Myocardial infarction with and without reperfusion in sheep: early cardiac and neurohumoral changes

There are few stable and reproducible large-animal models of chronic heart failure produced by ischaemic damage to the myocardium. Here we characterize a novel method of inducing myocardial damage in closed-chest sheep by catheter delivery of thrombogenic coils, and compare this with a newly described open-artery model of cardiac injury in sheep. Sham controls were compared with animals subjected to (a) 90 min of coronary artery occlusion/reperfusion by PTCA (percutaneous transluminal coronary angioplasty) balloon, and (b) permanent coronary artery occlusion induced by catheter delivery of thrombogenic coils (seven sheep/group). Both balloon occlusion/reperfusion and permanent coil occlusion resulted in well-defined anteroapical infarcts, as documented by ECG changes, significant rises in creatine kinase (both groups P < 0.001) and troponin-T (both groups P < 0.05), and post-mortem examination. Washout of enzymes was much more rapid in the reperfused group (P < 0.01). Infarction resulted in significant reductions in left ventricular (LV) ejection fraction (both groups P < 0.01) and regional wall abnormalities. Ejection fraction 7 days post-coil (21.3±4.2%) was significantly lower (P < 0.01) than that 7 days post-balloon (38.8±4.5%). Coil-induced infarction was associated with acutely reduced arterial pressure (P < 0.05), and increases in heart rate (P < 0.05), atrial pressures (P < 0.05), plasma brain natriuretic peptide levels (P < 0.05) and adrenaline levels (P < 0.05). Rises seen in plasma endothelin levels in sham controls were blunted in the coil group (P < 0.001). Haemodynamic changes were less marked in the balloon group.

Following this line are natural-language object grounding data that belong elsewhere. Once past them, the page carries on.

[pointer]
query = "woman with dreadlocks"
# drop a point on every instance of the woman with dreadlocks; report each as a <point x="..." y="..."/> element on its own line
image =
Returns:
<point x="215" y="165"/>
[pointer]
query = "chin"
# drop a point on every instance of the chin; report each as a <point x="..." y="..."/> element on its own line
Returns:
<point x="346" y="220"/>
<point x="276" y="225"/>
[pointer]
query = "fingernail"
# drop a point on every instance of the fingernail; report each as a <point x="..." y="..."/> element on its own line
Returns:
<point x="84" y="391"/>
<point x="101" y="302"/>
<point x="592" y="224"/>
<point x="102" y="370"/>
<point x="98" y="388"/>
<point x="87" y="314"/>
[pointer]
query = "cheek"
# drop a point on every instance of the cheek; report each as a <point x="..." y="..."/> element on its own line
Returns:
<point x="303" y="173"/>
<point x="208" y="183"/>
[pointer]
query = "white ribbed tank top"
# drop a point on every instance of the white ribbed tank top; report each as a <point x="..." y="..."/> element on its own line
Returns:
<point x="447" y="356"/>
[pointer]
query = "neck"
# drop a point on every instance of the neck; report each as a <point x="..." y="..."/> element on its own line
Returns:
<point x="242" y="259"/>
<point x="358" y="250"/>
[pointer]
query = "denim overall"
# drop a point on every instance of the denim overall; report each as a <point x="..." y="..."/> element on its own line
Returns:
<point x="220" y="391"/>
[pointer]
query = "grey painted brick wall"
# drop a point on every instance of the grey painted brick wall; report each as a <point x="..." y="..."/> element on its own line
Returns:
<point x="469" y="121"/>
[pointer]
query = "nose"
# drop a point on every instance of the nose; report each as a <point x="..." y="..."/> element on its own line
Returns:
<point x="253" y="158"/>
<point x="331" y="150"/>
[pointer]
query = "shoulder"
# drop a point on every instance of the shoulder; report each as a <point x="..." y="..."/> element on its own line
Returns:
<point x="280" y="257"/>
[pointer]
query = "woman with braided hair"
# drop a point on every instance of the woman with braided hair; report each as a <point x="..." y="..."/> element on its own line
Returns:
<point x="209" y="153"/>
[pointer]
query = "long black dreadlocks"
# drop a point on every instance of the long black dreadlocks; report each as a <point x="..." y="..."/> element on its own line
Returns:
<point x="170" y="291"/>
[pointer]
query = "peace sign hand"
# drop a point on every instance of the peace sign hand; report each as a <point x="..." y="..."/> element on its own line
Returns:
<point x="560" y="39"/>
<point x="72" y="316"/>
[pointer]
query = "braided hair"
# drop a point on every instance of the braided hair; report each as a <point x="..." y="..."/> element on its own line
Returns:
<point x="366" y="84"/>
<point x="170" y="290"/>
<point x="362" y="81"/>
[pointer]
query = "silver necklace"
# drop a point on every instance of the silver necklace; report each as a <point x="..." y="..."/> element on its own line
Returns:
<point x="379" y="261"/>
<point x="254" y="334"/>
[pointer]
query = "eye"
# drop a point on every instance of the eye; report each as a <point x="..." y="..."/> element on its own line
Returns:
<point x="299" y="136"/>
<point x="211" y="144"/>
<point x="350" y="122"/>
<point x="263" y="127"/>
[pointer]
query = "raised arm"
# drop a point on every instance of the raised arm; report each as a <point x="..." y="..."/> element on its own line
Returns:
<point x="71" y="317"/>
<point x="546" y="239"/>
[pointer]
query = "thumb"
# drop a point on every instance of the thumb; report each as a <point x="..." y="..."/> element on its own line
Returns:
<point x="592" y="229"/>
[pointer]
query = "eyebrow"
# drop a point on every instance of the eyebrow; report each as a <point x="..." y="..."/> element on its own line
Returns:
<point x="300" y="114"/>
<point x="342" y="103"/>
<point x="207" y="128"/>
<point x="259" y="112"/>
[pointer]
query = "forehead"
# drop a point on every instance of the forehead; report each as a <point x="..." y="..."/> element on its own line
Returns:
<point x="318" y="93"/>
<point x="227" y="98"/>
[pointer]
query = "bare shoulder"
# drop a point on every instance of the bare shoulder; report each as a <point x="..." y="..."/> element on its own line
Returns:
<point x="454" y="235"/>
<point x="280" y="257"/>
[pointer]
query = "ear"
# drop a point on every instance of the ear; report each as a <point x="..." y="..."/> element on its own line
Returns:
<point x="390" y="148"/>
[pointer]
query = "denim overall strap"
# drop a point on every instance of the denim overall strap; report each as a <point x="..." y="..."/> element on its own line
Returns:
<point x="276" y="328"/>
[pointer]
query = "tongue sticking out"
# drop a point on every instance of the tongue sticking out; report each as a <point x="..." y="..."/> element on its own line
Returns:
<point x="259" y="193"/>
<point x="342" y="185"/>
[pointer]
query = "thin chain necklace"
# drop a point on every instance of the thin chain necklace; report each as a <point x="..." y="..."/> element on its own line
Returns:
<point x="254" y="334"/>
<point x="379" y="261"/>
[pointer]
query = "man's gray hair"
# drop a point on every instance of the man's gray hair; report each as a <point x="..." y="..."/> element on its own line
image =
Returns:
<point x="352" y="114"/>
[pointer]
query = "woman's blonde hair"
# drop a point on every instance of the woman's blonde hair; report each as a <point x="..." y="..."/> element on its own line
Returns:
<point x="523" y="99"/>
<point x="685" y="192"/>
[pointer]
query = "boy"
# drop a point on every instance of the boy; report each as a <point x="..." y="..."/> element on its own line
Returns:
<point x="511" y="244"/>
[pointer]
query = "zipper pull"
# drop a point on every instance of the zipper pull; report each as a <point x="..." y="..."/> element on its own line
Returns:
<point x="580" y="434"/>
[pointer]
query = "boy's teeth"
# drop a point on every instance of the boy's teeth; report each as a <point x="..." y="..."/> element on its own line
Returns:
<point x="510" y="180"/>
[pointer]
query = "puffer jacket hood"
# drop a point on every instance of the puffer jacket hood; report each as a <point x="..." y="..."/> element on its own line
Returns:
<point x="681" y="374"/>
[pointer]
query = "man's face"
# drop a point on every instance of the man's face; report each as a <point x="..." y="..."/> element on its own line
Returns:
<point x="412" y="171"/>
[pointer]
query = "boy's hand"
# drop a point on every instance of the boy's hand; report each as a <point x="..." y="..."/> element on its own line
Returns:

In conclusion, restriction of coronary artery occlusion to 90 min results in infarction, but less LV dysfunction with reduced early remodelling, compared with permanent occlusion. Acute changes in biochemical markers, haemodynamics, neurohormones and LV function confirm that these are excellent models of open- and closed-artery myocardial infarction leading to asymptomatic LV dysfunction.